# Solved: Restoring\mounting a doublespace backup in win xp



## Martyman420 (Aug 21, 2005)

My mom's old computer, an XT running DOS 6.00 or earlier (I mean 1980's ancient), died. The BIOS went out. I took out the hard drive a few years ago and slaved it to a machine running Windows 98 and then did a "copy D: to C:" command through the command prompt. I ended up with five files:

DBLSPACE.000
DBLSPACE.BIN
DBLSPACE.INI
IO.SYS
MSDOS.SYS

Last week I burned them to cd so I could take the files home to seattle to figure out how to open them. Now, I know that the DBLSPACE.000 is the compressed drive image that holds all of the information that was created with the microsoft doublespace backup\compresion utility in dos 6.00 or earlier that was later replaced by the DRVSPACE.EXE in DOS 6.22. I need a way to mount the image or restore the files in Microshaft Windblows XP Pro so I can get to all of the WordPerfect 5.1 files. She has writings that need to be edited and published. Any tips on converting the WordPerfect 5.1 files (.W51 extentions I think) to Word or Text files would be helpful too! Show me your monkey voodoo and do what no other has done before by satisfying my mother. 

Revision:
After further research I have found that if I was running windows 98 I could use the windows 98 startup disk, choose option 2, and uncompress the image using a "scandisk \mount" command. Does Windows XP have such a feature?


----------



## ~Candy~ (Jan 27, 2001)

Hi and welcome. 
IO.SYS
MSDOS.SYS

Those are pretty much some files that are on a boot disk.

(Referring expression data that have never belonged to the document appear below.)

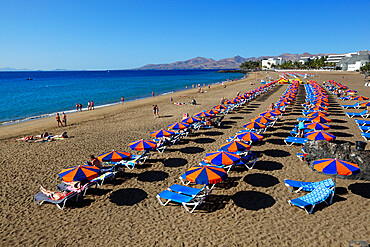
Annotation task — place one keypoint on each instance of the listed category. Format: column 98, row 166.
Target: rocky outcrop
column 323, row 149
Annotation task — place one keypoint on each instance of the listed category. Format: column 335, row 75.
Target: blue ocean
column 30, row 95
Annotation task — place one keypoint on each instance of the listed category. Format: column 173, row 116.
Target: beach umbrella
column 114, row 156
column 178, row 126
column 319, row 119
column 254, row 125
column 249, row 136
column 262, row 120
column 365, row 104
column 276, row 111
column 336, row 167
column 162, row 133
column 317, row 126
column 191, row 120
column 268, row 114
column 221, row 158
column 235, row 146
column 220, row 107
column 212, row 112
column 141, row 145
column 317, row 114
column 360, row 98
column 320, row 135
column 79, row 173
column 206, row 174
column 202, row 114
column 319, row 108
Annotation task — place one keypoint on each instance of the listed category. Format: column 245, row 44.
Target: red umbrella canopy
column 320, row 119
column 254, row 125
column 235, row 146
column 206, row 174
column 114, row 156
column 336, row 166
column 79, row 173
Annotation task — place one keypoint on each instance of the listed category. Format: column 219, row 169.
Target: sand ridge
column 250, row 209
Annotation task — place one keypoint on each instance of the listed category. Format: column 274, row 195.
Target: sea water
column 48, row 92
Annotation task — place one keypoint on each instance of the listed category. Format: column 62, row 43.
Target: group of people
column 78, row 106
column 156, row 111
column 61, row 122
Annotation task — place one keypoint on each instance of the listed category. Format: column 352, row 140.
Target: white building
column 355, row 61
column 267, row 63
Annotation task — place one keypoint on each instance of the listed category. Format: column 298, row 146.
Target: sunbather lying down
column 53, row 195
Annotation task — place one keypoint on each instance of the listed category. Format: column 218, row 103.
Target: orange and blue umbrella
column 319, row 119
column 235, row 146
column 178, row 126
column 162, row 133
column 206, row 174
column 249, row 136
column 320, row 135
column 141, row 145
column 220, row 107
column 317, row 114
column 114, row 156
column 191, row 120
column 254, row 125
column 262, row 120
column 269, row 114
column 202, row 114
column 336, row 167
column 79, row 173
column 317, row 126
column 213, row 112
column 360, row 98
column 221, row 158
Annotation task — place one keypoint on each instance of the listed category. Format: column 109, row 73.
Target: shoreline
column 41, row 124
column 69, row 111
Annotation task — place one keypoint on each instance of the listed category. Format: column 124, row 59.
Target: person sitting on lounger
column 53, row 195
column 301, row 129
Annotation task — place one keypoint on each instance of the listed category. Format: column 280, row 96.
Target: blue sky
column 98, row 34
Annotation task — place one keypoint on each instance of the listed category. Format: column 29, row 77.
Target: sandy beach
column 249, row 209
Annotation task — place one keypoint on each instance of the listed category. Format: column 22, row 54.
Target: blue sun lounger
column 365, row 129
column 178, row 194
column 308, row 186
column 317, row 196
column 363, row 114
column 366, row 136
column 355, row 106
column 40, row 198
column 362, row 122
column 295, row 140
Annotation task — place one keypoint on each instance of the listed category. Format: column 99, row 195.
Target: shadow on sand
column 128, row 197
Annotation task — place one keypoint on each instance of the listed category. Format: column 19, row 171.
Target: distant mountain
column 226, row 63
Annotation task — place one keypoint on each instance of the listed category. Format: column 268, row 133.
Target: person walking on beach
column 58, row 120
column 154, row 111
column 65, row 119
column 157, row 110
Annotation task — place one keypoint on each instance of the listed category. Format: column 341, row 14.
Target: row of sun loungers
column 189, row 197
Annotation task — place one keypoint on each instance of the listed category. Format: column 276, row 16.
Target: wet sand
column 249, row 209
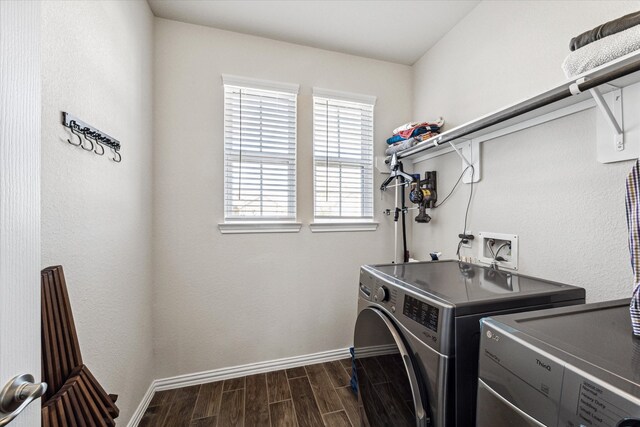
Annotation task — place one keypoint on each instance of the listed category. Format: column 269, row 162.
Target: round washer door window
column 388, row 387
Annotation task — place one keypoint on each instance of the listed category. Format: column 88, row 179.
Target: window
column 259, row 151
column 342, row 157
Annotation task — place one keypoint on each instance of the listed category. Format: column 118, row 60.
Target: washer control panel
column 421, row 312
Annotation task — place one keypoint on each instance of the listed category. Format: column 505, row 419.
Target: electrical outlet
column 469, row 242
column 495, row 246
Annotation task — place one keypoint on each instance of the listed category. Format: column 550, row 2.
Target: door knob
column 16, row 395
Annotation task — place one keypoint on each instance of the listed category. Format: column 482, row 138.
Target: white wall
column 543, row 184
column 96, row 215
column 226, row 300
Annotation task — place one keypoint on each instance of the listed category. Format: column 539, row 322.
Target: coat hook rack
column 95, row 138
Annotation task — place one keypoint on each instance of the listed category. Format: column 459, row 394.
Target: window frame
column 258, row 224
column 321, row 224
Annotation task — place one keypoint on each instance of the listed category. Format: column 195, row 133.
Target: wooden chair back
column 74, row 397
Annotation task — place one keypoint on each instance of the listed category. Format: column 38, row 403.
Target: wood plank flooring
column 309, row 396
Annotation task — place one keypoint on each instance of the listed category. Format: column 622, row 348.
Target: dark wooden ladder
column 74, row 397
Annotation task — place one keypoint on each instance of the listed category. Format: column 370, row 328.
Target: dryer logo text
column 544, row 365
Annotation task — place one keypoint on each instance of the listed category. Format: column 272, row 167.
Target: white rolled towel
column 602, row 51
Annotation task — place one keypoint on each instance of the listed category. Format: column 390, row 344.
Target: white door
column 20, row 199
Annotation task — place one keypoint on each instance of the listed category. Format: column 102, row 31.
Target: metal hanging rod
column 86, row 133
column 567, row 90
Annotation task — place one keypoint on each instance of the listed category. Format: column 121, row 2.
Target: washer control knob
column 382, row 294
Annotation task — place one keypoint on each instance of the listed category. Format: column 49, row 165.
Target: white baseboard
column 232, row 372
column 142, row 407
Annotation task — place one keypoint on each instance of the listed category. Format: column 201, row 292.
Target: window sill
column 329, row 227
column 259, row 227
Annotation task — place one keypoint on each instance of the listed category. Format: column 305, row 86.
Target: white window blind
column 342, row 159
column 259, row 154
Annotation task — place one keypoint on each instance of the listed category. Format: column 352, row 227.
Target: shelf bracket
column 613, row 118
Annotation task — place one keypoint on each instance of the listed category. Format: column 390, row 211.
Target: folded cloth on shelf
column 412, row 133
column 405, row 127
column 605, row 30
column 412, row 125
column 407, row 143
column 425, row 136
column 602, row 51
column 419, row 130
column 394, row 139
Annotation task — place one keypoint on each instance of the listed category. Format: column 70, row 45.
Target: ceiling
column 397, row 31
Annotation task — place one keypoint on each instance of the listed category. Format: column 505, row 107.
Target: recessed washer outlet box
column 493, row 245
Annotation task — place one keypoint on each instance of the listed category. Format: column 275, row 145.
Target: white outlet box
column 470, row 242
column 509, row 250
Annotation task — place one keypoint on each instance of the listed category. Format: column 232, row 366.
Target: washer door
column 388, row 387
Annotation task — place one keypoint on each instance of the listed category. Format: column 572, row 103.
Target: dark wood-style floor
column 308, row 396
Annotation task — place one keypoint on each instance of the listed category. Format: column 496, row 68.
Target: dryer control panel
column 418, row 315
column 421, row 312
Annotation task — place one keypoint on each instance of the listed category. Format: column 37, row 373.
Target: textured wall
column 226, row 300
column 96, row 215
column 544, row 183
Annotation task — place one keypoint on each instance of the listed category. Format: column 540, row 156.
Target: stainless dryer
column 566, row 367
column 417, row 336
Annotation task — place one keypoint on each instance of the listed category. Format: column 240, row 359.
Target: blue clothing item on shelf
column 417, row 131
column 394, row 139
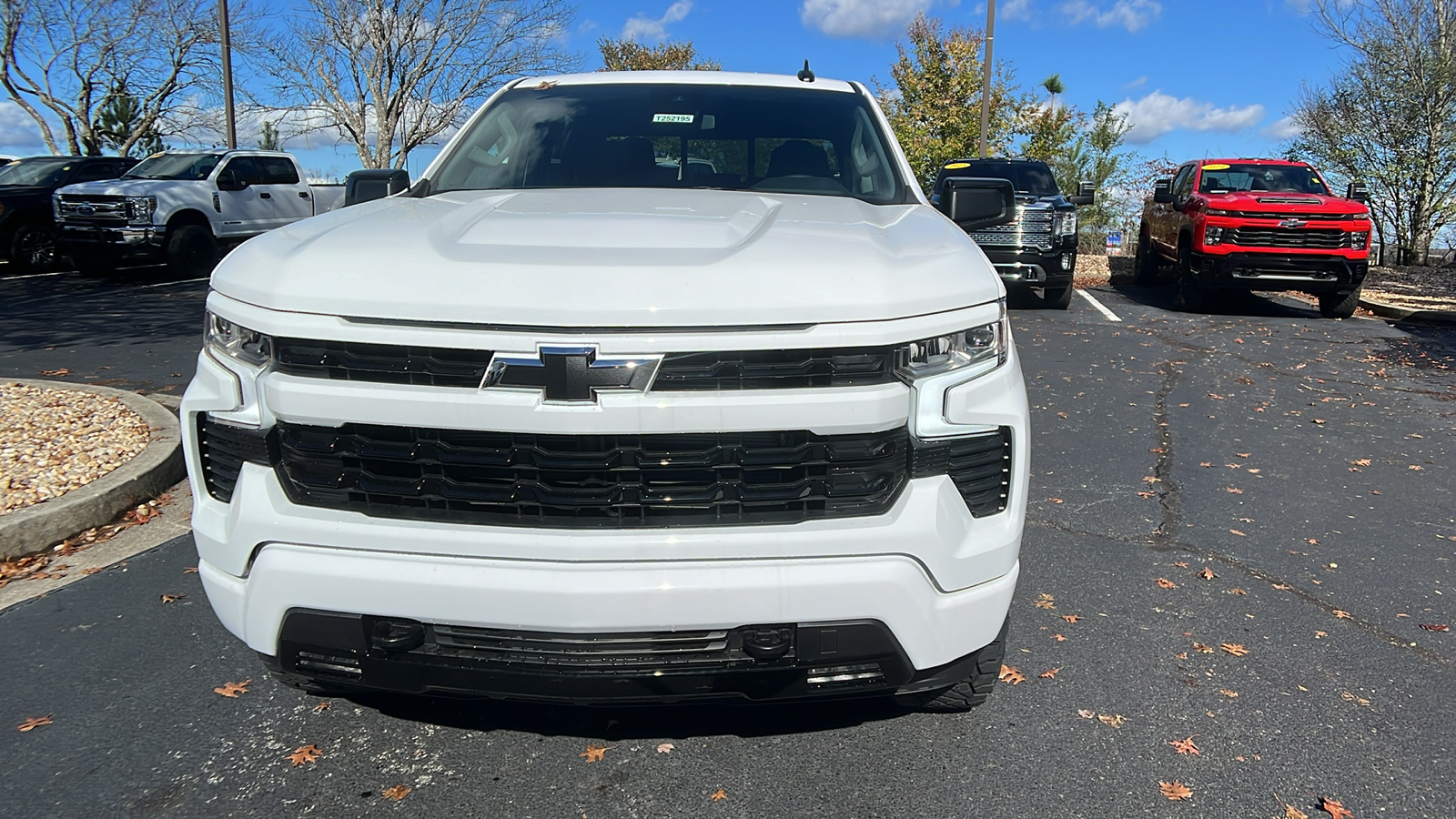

http://forums.techguy.org/archive/index.php/t-30072.html

I did find that.


----------



## JohnWill (Oct 19, 2002)

Have you considered booting from a MS-DOS boot floppy and having those files on a hard disk and trying to access them? Did you take a look at this MS-KB article? http://support.microsoft.com/kb/154839/EN-US/


----------



## Martyman420 (Aug 21, 2005)

JohnWill said:


> Have you considered booting from a MS-DOS boot floppy and having those files on a hard disk and trying to access them? Did you take a look at this MS-KB article? http://support.microsoft.com/kb/154839/EN-US/


Yes, I tried that and I've seen all of the articles pertaining to doublespace. I've been trying to avoid elaborate Multiple OS installs.And DOS won't recognize my hard drive because I think it needs to be a FAT partition instead of NTFS. And both of my hard drives are full. I was hoping I could do this without having to buy a new hard drive. Come to think of it I am pretty sure that if I copy the files to a hard drive and have nothing else on it besides those files DOS should boot up normally without a boot disk and I can transfer the files to another partition. But there's got to be another way. If Windows 98 can uncompress the drive with a simple SCANDISK \MOUNT command Windows XP should be able to also don't you think? I've been reluctant to try because I have tons of other image type files on my HD and I'm unsure what would happen.


----------